Die Virtualisierung der Wertschöpfung
- disruptive Innovation oder gelebter Alltag?
Dirk Werth, Chefredakteur IM+io
(Titelbild: Adobe Stock | 472697248 | freshidea)
Kolumne MehrWerth
Dr. Dirk Werth ist seit 2016 Chefredakteur der IM+io. In der Kolumne „MehrWerth“ schreibt er in pointierter Form Meinungsbeiträge zum Schwerpunktthema des Heftes und stellt diese zur Diskussion.
Ich bin wirklich stolz: Ich habe gerade ein Grundstück gekauft, ein wirkliches Sahnestück: Wassergrundstück, Südlage, 256 qm, beliebig bebaubar. Also wenn das keine Wertanlage ist, dann weiß ich es auch nicht. Nun ja, aber ein „Real Estate“, wie es im Englischen heißt, ist es dann doch nicht, dieses Stück Metaverseland. Eher schon „Irreal Estate“. Insofern, hey, was besitze ich denn da eigentlich substanziell?

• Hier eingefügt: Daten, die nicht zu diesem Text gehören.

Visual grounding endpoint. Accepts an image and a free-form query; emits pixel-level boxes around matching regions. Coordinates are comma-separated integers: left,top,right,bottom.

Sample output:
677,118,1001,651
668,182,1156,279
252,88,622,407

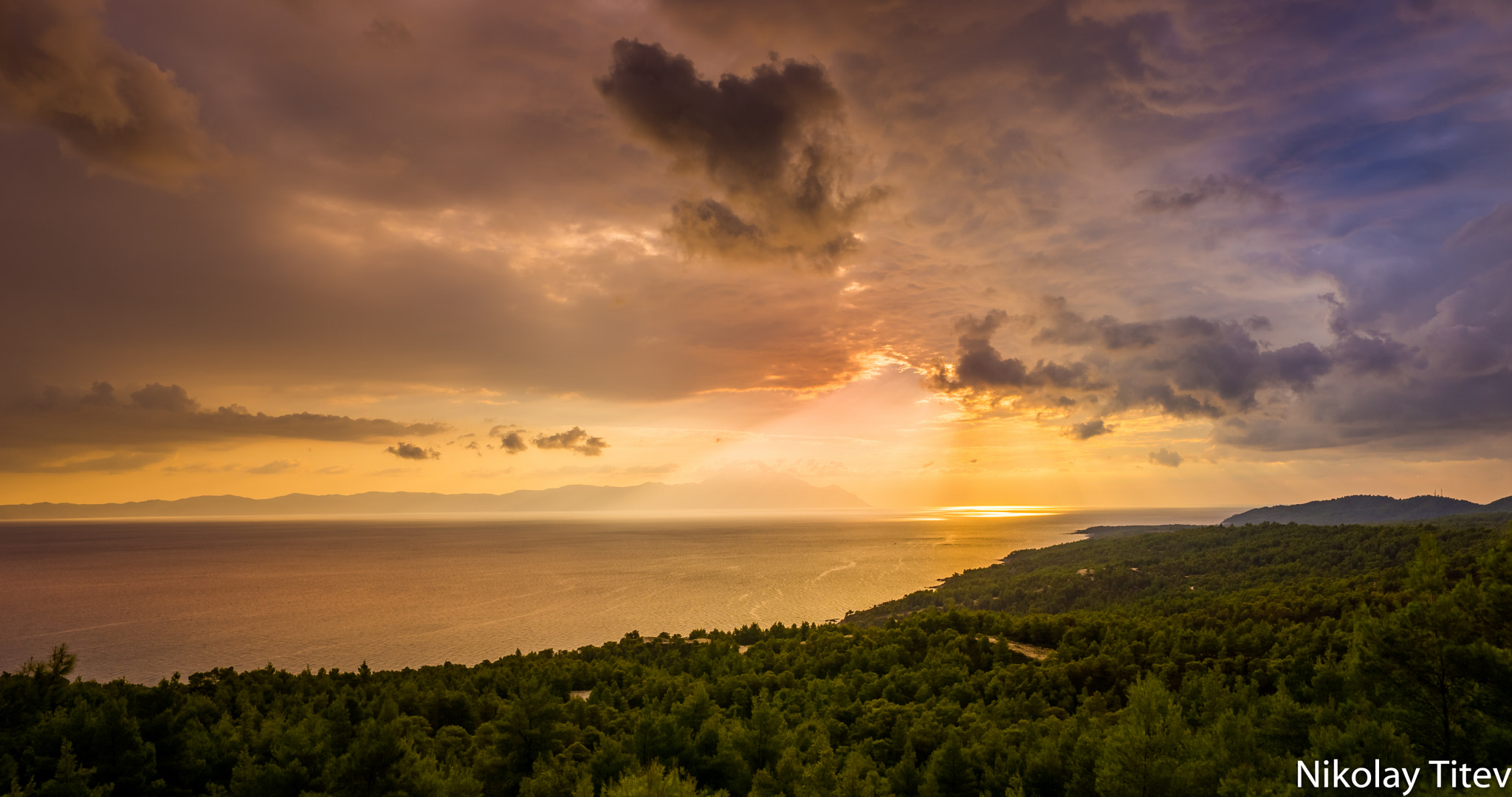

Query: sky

Mit Geschäften und Fragen dieser Art werden wir uns in Zukunft immer häufiger beschäftigen müssen. Sei es das Stück Land im Metaverse, das neue Raumschiff im Weltraumspiel oder die neue Autopilot-Funktion im Tesla: Wertschöpfung findet zunehmend im digitalen Raum statt. Und dort in dieser Welt gelten nun einmal eigene Regeln. So erscheint es zunächst widersinnig, dass ich in meinem Elektroauto die 100 Zusatz-PS für die nächsten vier Stunden per App freischalten lassen kann. Denn offensichtlich besitzt das Fahrzeug ja diese Leistung in seinen Motoren. Und genauso zweifelhaft mag es scheinen, virtuelles Land zu erwerben, das es offensichtlich überhaupt nicht gibt.
Auf den zweiten Blick, durch die Brille des Ökonomen betrachtet, macht es aber vielleicht dann doch Sinn. Denn nicht nur, dass ich damit in der E-Auto-Produktion eine Gleichteilestrategie verfolgen kann, sondern vielmehr kann der OEM mit der geringeren Basisleistung und dem damit geringeren Preis eine breitere Kundenbasis ansprechen und gleichzeitig mittelfristig und zeitversetzt Zusatzeinkünfte erzeugen – Stichwort „recurrent revenues“.
Und auch das Metaverseland ist im ökonomischen Sinne ja kein Substanzwert, für den ich zahle. Vielmehr ist es die Opportunität, damit Geld zu verdienen. Einerseits natürlich als Spekulationsobjekt, in der Hoffnung auf steigende Preise. Aber davon abgesehen kann ich virtuelles Land nutzen, um damit Einkommen zu erzielen: So ist virtuelles Land beispielsweise eine Voraussetzung für virtuelle Events, die ihrerseits natürlich kosten-pflichtig sein können. Oder ich vermiete das Land einfach weiter.
Am Ende sind die dahinterliegenden Geschäftskonzepte eben doch nicht revolutionär neuartig. Wer das nicht glaubt, der sollte sich einmal Markenrechte, Lizenzgeschäfte oder Finanzderivate ins Gedächtnis rufen, die ähnliche Geschäftsmechanismen implementieren.
Ob jetzt hochinnovativ, revolutionär disruptiv oder alter Wein in neuen Schläuchen, eines ist sicher: virtualisierte Wertschöpfung ist bereits Realität, und der Trend zeigt steil nach oben. Ob Web 3.0, K.I. oder Datenökonomien, alles mündet in zunehmend digitale Wertschöpfung.
Stellen wir uns nicht nur darauf ein, sondern lassen Sie uns und unsere Unternehmen ein aktiver Teil davon werden!